Vogel let Wall know in advance how he would be utilized and made him wait the entire first quarter. At the end of the period, Magic Johnson grabbed the microphone and led the crowd in a rendition of “Happy Birthday” for NBA legend Bill Russell, who turned 80 last week. Johnson then coerced all of the all-stars to pay their respects to Russell and shake his hand.
Wall went from greeting Russell directly to hitting the floor, and it didn’t take long for him to get on the scoreboard. With San Antonio guard Tony Parker playing more apathetic defense than usual in this exhibition, Wall easily glided down the lane for a layup that he hopes will be the first of many more in all-star competition.
“I want to make it an every year thing,” Wall said, “and the only thing I can do is keep trying to improve my game as a player, and when you’re winning games, you put yourself in that category.”
Wall was feeling so good after his basket went in that he decided to take a three-pointer that missed badly. After missing another point-blank layup, Wall decided the best way to finish was to dunk. He took a pass from Brooklyn Nets guard Joe Johnson and converted a two-handed reverse. Later Wall threw down a lob dunk.
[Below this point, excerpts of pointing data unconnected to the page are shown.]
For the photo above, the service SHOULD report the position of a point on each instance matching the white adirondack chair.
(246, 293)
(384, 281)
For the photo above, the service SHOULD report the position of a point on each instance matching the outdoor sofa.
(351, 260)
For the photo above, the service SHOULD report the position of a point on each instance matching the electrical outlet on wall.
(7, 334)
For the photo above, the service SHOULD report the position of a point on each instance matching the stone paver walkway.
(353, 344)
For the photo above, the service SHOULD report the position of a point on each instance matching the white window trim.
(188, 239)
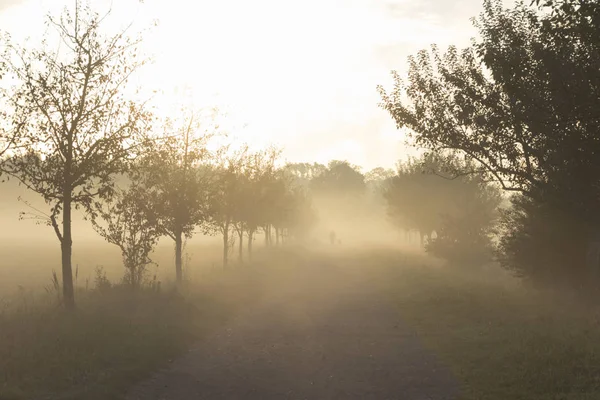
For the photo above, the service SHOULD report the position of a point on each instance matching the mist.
(225, 200)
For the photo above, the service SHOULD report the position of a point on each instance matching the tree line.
(521, 104)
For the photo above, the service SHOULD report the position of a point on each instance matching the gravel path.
(322, 333)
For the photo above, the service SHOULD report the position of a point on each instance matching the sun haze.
(301, 74)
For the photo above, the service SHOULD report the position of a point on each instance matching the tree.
(79, 129)
(129, 220)
(226, 195)
(340, 178)
(522, 101)
(175, 168)
(10, 125)
(462, 211)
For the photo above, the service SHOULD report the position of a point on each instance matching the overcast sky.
(300, 74)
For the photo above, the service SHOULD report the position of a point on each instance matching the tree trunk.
(178, 249)
(250, 240)
(66, 246)
(241, 245)
(268, 235)
(225, 243)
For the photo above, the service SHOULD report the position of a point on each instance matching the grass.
(115, 338)
(502, 340)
Griffin scored 18 points in the first quarter, throwing down seven dunks. His Los Angeles Clippers teammate Chris Paul, whose career began in New Orleans, whirled the ball around his waist and dropped off a pass to Griffin. Griffin uncorked a vicious windmill slam.
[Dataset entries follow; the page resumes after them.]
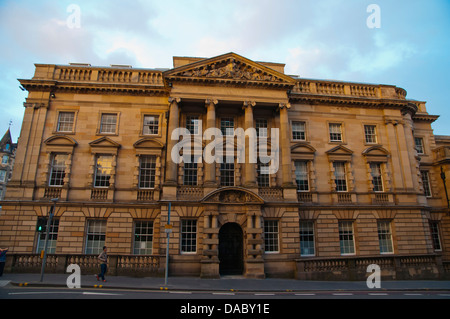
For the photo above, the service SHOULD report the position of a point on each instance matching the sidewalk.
(231, 283)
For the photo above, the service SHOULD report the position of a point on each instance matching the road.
(14, 292)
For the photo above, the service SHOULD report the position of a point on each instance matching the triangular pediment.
(233, 195)
(148, 143)
(60, 140)
(339, 153)
(339, 150)
(229, 67)
(104, 142)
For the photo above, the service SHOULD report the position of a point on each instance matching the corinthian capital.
(248, 103)
(174, 99)
(284, 105)
(211, 101)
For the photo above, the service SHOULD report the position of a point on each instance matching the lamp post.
(168, 229)
(47, 231)
(445, 186)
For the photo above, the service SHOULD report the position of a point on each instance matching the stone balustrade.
(134, 265)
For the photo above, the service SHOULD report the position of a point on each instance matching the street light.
(49, 222)
(445, 186)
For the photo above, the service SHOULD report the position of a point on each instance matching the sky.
(403, 42)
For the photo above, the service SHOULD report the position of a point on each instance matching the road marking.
(100, 293)
(40, 293)
(180, 292)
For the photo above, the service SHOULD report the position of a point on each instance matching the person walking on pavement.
(3, 252)
(103, 257)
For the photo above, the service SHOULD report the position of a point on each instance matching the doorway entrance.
(231, 250)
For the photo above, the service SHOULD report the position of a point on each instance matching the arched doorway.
(231, 249)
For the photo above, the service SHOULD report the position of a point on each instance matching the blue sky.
(321, 39)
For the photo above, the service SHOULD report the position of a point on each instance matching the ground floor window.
(435, 236)
(346, 238)
(53, 236)
(271, 236)
(95, 236)
(188, 236)
(143, 238)
(385, 237)
(307, 247)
But while Griffin led in volume, James led in bombast with his first-quarter dunks. He started the game with back-to-back dunks and brought all of his teammates on the Eastern Conference bench out of their seats when he caught a lob from Anthony, switched hands from right to left in midair and threw down a dunk. James’s missed dunk even generated a buzz as he attempted to finish another alley-oop but bumped his elbow at the bottom of the basket and lost control of the ball.
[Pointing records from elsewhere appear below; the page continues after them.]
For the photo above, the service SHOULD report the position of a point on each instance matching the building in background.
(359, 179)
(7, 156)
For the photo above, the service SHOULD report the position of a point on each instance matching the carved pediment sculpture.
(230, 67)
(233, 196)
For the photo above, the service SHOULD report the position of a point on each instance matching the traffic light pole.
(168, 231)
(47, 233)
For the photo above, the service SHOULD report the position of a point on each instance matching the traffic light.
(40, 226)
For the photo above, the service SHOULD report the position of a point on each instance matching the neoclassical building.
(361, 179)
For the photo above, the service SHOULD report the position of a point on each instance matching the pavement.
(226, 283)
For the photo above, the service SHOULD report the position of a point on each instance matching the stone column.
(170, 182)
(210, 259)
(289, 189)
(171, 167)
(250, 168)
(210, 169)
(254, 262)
When Wall returned late in the third quarter, the East trailed by 11 points, but the deficit was just 126-123 entering the final period when he had a crossover dribble to get around Portland’s Damian Lillard, then drove lane the lane for a two-handed scoop shot. Wall added a two-handed, double-pump slam and two more free throws before his night was over.
“It was fun. It was exciting. I think we did a great job of making it a competitive game and coming back and winning,” Wall said. “We started playing defense in the third and fourth quarter. That’s how we got back into it. First half, it was Blake this, Blake that, dunks, dunks, dunks. . . . The main thing was to go out and get a win, so I’m cool with it.”